When the protocol is http-like, and an intention has a peered source
then the normal RBAC mTLS SAN field check is replaces with a joint combo
of:
mTLS SAN field must be the service's local mesh gateway leaf cert
AND
the first XFCC header (from the MGW) must have a URI field that matches the original intention source
Also:
- Update the regex program limit to be much higher than the teeny
defaults, since the RBAC regex constructions are more complicated now.
- Fix a few stray panics in xds generation.
This is only configured in xDS when a service with an L7 protocol is
exported.
They also load any relevant trust bundles for the peered services to
eventually use for L7 SPIFFE validation during mTLS termination.
Mesh gateways can use hostnames in their tagged addresses (#7999). This is useful
if you were to expose a mesh gateway using a cloud networking load balancer appliance
that gives you a DNS name but no reliable static IPs.
Envoy cannot accept hostnames via EDS and those must be configured using CDS.

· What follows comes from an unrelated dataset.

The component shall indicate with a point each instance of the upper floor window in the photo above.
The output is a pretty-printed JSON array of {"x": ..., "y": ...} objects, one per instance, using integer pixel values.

There was already logic when configuring gateways in other locations in the code, but
given the illusions in play for peering the downstream of a peered service wasn't aware
that it should be doing that.
Also:
- ensuring that we always try to use wan-like addresses to cross peer boundaries.
Mesh gateways will now enable tcp connections with SNI names including peering information so that those connections may be proxied.
Note: this does not change the callers to use these mesh gateways.
Envoy's SPIFFE certificate validation extension allows for us to
validate against different root certificates depending on the trust
domain of the dialing proxy.
If there are any trust bundles from peers in the config snapshot then we
use the SPIFFE validator as the validation context, rather than the
usual TrustedCA.
The injected validation config includes the local root certificates as
well.
For mTLS to work between two proxies in peered clusters with different root CAs,
proxies need to configure their outbound listener to use different root certificates
for validation.
Up until peering was introduced proxies would only ever use one set of root certificates
to validate all mesh traffic, both inbound and outbound. Now an upstream proxy
may have a leaf certificate signed by a CA that's different from the dialing proxy's.
This PR makes changes to proxycfg and xds so that the upstream TLS validation
uses different root certificates depending on which cluster is being dialed.